The Broader Perspective
“A false dichotomy is an informal fallacy consisting of a supposed dichotomy which fails one or both of the conditions: it is not jointly exhaustive and/or not mutually exclusive. In its most common form, two entities are presented as if they are exhaustive, when in fact other alternatives are possible. In some cases, they may be presented as if they are mutually exclusive although there is a broad middle ground (see also undistributed middle).” Thank you, Wikipedia!
What does this imply? My experience is that it makes us see things as being mutually exclusive and that this view of the world creates impossible-to-resolve scenarios. However, because these dichotomies are false, they are well-worth pouring energy into figuring them out. Because when we talk about work, school, and service, they are not mutually exclusive. Rather they live together. They can belong simultaneously to both parts. Actually, even more: they feed one into the other, making each one better an better.

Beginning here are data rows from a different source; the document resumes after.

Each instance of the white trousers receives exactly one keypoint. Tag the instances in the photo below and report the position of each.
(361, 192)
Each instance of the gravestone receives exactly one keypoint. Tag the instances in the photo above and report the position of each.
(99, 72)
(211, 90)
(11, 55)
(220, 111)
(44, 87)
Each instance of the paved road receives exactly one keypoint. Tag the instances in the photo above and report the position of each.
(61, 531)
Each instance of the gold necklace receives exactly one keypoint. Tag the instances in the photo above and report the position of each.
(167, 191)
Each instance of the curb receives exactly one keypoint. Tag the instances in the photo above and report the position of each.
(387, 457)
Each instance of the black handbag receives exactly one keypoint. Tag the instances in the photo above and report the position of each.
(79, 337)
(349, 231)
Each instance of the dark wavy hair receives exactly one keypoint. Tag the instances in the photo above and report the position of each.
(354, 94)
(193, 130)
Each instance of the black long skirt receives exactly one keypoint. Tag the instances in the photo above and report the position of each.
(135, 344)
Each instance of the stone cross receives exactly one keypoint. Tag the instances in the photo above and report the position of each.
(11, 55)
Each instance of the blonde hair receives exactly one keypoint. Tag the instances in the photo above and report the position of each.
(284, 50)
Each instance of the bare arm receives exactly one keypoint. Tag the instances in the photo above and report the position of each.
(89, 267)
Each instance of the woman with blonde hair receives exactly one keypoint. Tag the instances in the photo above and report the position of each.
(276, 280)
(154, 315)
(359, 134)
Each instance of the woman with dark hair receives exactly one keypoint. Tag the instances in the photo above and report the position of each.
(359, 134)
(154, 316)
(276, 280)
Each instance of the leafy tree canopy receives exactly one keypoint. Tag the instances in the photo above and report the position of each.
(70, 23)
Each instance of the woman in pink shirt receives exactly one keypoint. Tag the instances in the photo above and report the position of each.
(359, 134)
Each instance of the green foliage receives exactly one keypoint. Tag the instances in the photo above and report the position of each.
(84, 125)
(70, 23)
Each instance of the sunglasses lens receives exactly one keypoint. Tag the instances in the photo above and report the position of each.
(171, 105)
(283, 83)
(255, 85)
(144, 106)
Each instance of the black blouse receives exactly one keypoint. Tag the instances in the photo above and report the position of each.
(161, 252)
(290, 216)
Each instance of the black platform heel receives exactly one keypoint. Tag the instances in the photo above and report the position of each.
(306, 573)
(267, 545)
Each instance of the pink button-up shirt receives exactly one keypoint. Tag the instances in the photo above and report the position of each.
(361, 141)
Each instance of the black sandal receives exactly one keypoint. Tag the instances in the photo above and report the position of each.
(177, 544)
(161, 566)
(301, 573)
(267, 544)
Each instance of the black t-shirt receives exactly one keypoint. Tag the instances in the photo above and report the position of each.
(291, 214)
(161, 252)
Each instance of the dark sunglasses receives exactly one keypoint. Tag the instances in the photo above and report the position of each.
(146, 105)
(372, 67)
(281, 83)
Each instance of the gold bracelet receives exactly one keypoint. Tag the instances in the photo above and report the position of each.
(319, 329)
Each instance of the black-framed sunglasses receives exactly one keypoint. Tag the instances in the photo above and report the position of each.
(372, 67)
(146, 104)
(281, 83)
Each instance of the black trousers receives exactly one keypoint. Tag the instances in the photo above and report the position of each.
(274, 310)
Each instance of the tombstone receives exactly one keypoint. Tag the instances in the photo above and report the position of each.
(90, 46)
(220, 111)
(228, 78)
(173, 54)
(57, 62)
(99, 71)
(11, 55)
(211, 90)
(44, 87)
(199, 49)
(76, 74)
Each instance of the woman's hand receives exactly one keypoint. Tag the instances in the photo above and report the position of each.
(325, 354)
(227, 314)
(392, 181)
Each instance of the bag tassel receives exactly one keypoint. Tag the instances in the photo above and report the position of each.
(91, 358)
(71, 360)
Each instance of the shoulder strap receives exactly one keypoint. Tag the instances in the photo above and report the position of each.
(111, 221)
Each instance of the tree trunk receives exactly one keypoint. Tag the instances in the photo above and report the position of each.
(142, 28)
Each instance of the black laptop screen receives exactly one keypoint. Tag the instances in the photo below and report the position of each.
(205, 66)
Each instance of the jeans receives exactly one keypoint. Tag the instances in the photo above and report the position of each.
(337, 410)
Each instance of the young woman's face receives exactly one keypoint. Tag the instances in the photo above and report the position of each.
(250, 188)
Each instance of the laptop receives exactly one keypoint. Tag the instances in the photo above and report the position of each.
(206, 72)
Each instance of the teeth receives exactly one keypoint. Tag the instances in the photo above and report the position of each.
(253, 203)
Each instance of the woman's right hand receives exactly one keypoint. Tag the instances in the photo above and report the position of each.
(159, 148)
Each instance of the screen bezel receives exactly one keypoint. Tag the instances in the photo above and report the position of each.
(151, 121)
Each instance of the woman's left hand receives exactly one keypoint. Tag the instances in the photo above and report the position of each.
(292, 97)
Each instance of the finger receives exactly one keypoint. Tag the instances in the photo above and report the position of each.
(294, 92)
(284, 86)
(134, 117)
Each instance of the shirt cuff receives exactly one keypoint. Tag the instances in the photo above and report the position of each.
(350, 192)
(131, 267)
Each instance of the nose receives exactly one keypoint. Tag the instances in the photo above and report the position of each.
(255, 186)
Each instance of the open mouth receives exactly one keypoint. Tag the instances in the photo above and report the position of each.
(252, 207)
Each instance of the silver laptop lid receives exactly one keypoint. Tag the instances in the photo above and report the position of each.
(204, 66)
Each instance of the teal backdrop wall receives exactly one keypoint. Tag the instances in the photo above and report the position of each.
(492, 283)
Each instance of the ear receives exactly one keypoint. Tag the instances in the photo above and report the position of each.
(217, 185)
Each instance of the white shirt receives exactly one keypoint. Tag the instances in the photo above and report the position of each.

Comfort Generating Coherence
But as another friend said, coherence is not balance; dividing up your hours in a certain way is not coherence; learning to make them feed off each other is. So figuring out how your work can feed into your service which has been reinforced by your studies is coherence. Doing school work for a certain number of hours, service for another couple of hours, and work for another couple of hours, is balance. Choosing school work that will inform your service, applying the spiritual insights gleaned during service to your studies and work, serving at school or at work (or both!)—that’s coherence.
An Often Confusing Learning Process
I have to admit that all of this is very difficult still for me to figure out, although I have been trying to do so for years. I have been trying to write this post for a couple of months now, and as you can tell, there are still a lot of gaps in my understanding. But I decided to upload it anyhow, rambling, confusing, and all, because it’s important to share not just the fruits of one’s reflections, but also the process of reflection itself.
And this in itself is quite exciting: that something is starting to emerge, however indistinct, and that little by little, coherence is built. I personally find that, even if I have a very long way to go in creating a coherence life, the little bubbles of coherence that I manage to create are so comforting and encouraging that it makes the completely incoherent parts of my life easier to live through—because I know it’s only a matter of time before coherence starts bubbling there, too.